While the Hello, World programs made the code element of Light Pattern more apparent, I next wanted to create work where the output of the code and the photographs that constructed it were more closely linked. I thought of Light Pattern as a rhizomatic exploration of code and photography. The result was the beginning of my "Unmaking" series. In their event scores, Fluxus artists blurred the performative with everyday life. George Maciunas, founder of Fluxus, singled out Brecht's score Exit as the most impersonal. The score, which has a single instruction, "Exit," could be and is performed by everyone without notice. To become aware of the score is only to re-situate that everyday occurrence into a performative context, thus reducing the aura of any particular art context (what would that mean when every exit is a performance?). This felt like a key idea to explore in Light Pattern, which reconsiders any JPEGfamily photos, vacation images, stock imageryas code, if it is simply presented in the correct order.


In my piece Three Lamp Events, I used three lamps—one with a red bulb, one with a green, and one with a blue—and took a series of photos with exposures that, when combined, created the right amount of red, green, and blue to write George Brecht's instructions for his "Three Lamp Events" score. The score tells us to turn on and off lamps; in Light Pattern, we turn on and off lamps in order to write the score, thus turning the performance back into its instructions. I followed this with a performance of Yoko Ono's "Fly" event (with the single instruction "fly"), which I interpreted as a camera, thrown in front of a light source, in order to capture its own shadow, repeatedly, until all three letters are drawn to the screen. I am currently working on an "Unmaking" piece of Sol LeWitt, where one of his wall drawings, through repeated exposures that highlight one color of his work at a time, recreate the instructions for his piece itself.

The updated version of the Light Pattern machine, using a filter wheel designed for a laser system.
The updated version of the Light Pattern machine, using a filter wheel designed for a laser system

Because Light Pattern is an open-ended system, it is never complete. Each program or set of programs I build for the language opens new questions, which I can choose to pursue in another project using this same set of rules. It also means I'm not the only one who can do make works within the language. My previous languages, Velato and Entropy, have been experimented with by other programmers—not only to build programs, but sometimes as other implementations of the language itself. In the case of Entropy—a language I designed around the idea of unstable data—a programmer I had no contact with coded a very well-written JavaScript version. This is the version I now often send to new developers, as it's easier to begin working with than my implementation.
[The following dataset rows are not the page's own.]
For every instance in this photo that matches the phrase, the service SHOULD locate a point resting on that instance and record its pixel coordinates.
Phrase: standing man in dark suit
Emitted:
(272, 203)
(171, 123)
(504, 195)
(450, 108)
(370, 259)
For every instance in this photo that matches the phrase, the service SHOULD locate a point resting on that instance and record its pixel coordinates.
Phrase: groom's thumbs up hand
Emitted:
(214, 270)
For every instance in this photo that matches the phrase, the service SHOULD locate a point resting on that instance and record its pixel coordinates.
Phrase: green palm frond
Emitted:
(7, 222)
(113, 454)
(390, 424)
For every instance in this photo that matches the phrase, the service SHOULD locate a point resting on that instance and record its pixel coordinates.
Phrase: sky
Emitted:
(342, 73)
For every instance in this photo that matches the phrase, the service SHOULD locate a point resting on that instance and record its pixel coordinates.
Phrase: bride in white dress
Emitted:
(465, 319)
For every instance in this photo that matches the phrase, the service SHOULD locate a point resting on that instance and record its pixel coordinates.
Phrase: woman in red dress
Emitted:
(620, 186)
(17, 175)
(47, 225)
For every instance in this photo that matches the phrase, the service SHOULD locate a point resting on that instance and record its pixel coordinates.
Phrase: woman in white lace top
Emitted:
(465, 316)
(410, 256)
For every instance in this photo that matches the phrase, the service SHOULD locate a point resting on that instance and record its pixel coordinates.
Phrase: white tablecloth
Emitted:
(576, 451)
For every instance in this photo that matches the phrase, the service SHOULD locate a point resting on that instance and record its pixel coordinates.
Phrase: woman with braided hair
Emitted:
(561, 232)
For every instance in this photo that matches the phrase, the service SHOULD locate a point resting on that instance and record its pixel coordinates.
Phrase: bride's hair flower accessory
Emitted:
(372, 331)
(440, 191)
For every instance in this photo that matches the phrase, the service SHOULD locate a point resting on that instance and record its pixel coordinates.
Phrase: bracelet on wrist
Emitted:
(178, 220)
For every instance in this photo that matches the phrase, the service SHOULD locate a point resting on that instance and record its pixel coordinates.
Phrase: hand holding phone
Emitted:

This is what is great about building a system rather than a discrete artwork: it is an inherently collaborative form. In the art world, the intent of the original creator is sometimes confused with details of the original creator's implementation of that idea. In the open-source software world, it is the norm for others to contribute to a project —this perhaps comes closer to respecting the actual concept itself, as opposed to its specific manifestation. Bringing together approaches from these two worlds has led my experiments in systemic practice: the MFA-trained skills of clarifying ideas and learning to see how a work resonates, with the open-source approach to decentralized, less authorial practice.